“Il violino del pazzo” di Selma Lagerlöf: una dolce fiaba
“Il violino del pazzo” di Selma Lagerlöf (Iperborea) potrebbe essere definita una fiaba, che contiene in sé diversi messaggi.
TRAMA – Bello e talentuoso, Gunnar, studente a Uppsala, più di tutto ama la musica. Solo quando suona il suo violino gli pare che la vita abbia senso: gli basta sfiorare le corde con l’archetto perché il tempo si fermi e la musica sgorghi da sola, mentre nella sua estasi trascina con sé chi lo ascolta. È un dono che ha ereditato dal nonno, come l’amato maniero in cui è cresciuto, che lo distoglie dai suoi doveri di studente. Un pomeriggio tra il suo pubblico c’è Ingrid: lei gira con un gruppo di saltimbanchi con il nonno cieco, anche lui violinista. Ingrid suona la chitarra e sa cantare, ma non ama mostrarsi, anche se i suoi sorrisi illuminano chi la guarda. Rimane folgorata da Gunnar, che con sensibilità ha subito colto l’essenza della sua natura, ma non sa che lui, quel giorno, ha sciolto nella sua travolgente esecuzione il dolore di un annuncio: la famiglia è in rovina, solo i suoi guadagni potrebbero risollevarne le sorti. E l’amico che gliel’ha rivelato gli ha sequestrato il violino perché non si distragga. Ma può un artista vivere privato della sua arte? Può cedere la sua anima in cambio di un maniero? Gunnar, così, si perde nella follia. Le vie della musica, però, come quelle dell’amore, sono imperscrutabili, e c’è chi arriva a riconoscere in suoni sconnessi una melodia e in tratti alterati un volto amato, rimasto impresso un lontano pomeriggio nei sogni e nel cuore. Tra saltimbanchi, musiche indiavolate, una sepolta viva e misteriose apparizioni, Selma Lagerlöf intreccia con il suo stile inconfondibile i toni della fiaba alle peripezie del romanzo d’avventura, per parlare di arte e società, di pazzia e normalità, di speranza e disperazione, di amore e di cura.

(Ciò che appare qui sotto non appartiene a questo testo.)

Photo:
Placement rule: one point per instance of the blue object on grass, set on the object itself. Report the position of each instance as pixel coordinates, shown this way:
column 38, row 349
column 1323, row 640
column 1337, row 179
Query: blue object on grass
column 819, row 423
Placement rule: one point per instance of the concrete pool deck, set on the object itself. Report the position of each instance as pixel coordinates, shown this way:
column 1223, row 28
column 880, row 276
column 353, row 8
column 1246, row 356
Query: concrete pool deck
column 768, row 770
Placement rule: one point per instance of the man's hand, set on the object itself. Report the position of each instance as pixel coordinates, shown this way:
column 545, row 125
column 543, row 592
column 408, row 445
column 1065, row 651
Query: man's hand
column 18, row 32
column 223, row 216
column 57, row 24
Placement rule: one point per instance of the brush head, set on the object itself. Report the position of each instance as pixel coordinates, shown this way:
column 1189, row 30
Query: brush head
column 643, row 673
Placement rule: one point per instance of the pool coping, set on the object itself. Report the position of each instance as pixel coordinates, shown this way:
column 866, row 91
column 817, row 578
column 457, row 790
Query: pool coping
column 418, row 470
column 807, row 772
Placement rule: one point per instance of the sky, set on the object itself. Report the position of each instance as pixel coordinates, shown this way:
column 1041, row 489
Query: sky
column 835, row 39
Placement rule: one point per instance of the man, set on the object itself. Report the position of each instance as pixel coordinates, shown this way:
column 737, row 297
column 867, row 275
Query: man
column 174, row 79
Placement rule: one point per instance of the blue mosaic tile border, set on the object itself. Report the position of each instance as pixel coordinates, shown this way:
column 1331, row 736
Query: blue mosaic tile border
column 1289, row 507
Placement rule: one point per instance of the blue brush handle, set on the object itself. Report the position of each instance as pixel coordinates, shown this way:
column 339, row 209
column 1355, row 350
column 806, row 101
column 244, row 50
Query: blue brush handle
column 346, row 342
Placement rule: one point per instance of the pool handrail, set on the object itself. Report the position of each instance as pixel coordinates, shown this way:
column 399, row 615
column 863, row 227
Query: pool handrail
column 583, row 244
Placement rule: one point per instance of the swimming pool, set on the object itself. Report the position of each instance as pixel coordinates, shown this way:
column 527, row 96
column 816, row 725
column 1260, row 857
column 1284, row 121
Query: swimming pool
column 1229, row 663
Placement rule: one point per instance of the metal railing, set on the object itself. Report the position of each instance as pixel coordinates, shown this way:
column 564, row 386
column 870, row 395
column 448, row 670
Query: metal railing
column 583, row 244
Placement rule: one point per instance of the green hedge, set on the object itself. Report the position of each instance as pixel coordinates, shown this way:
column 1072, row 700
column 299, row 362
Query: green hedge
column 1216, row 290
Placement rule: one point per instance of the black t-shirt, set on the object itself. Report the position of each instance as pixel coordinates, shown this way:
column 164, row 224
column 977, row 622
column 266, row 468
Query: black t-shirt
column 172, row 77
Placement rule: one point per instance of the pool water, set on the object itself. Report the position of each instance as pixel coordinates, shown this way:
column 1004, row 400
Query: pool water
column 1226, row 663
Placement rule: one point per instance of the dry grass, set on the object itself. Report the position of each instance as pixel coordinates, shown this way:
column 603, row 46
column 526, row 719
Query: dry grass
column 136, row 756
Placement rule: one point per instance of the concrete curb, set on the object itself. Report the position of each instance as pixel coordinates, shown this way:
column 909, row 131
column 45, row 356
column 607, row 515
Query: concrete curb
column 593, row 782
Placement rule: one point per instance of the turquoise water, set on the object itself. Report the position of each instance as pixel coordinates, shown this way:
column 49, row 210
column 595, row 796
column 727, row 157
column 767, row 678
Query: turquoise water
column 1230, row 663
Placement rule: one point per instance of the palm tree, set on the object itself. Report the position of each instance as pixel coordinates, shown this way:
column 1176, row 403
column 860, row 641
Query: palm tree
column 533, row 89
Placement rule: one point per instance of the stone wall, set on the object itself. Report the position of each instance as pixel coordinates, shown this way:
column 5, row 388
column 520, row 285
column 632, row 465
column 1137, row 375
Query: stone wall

Non è mai facile approcciarsi a un testo che contiene diversi messaggi, celati da un racconto che ha il sapore di una fiaba. Non è facile non per quanto riguarda lo stile, o la difficoltà che può trasmettere un linguaggio troppo metaforico, ma perché richiede al lettore uno sforzo in più, un tentativo di andare oltre quelle parole e non solo leggere tra le righe, ma proprio al di là della pagina.
Come si legge nella trama fornita dalla casa editrice, in “Il violino del pazzo” di Selma Lagerlöf Gunnar è un giovane uomo che sembra avere già il destino tracciato, da quello che è il suo cognome, il retaggio della sua famiglia e le responsabilità che ricadranno presto su di lui.
Come succede a chiunque, cerca un’evasione e la trova nella musica, nel suono del violino. Quando però gli viene detto che deve rinunciarci per portare a termine gli studi e poi trovare i soldi per salvare la tenuta della famiglia, inizia a girovagare come venditore, ma quelli che muove in realtà sono i primi passi verso un declino di follia.
Viene etichettata in questo modo la sua condizione, perché lo porta a una ripetizione continua dei gesti, senza nemmeno accorgersi dello scorrere del tempo, e perdendo del tutto le finalità che lo muovono, anche se a mio avviso sembra più che altro una sorta di estraniazione da sé, una vera e propria arma di difesa, una chiusura rispetto a quello che lo aspetterebbe se dovesse liberarsi di quella costrizione dietro cui si è trincerato.
Come spesso succede in questo tipo di narrazione, sarà l’amore a salvarlo. La cura, soprattutto. Ma anche il saper guardare oltre l’apparenza; la creazione di un legame che travalica l’umana comprensione, e che si ammanta di sublime.
Ho trovato molto toccante soprattutto un passaggio de “Il violino del pazzo” di Selma Lagerlöf, verso la fine, in cui Gunnar viene in qualche modo catapultato nella realtà, allontanandosi dalle sue ombre, e realizza fino in fondo le difficoltà e la complessità di quella vita da cui ha tentato di fuggire, e vorrebbe cedere all’oblio, tornare a essere folle per sottrarsi da tutto quanto. La sua titubanza, così profondamente umana, l’ho trovata molto emozionante.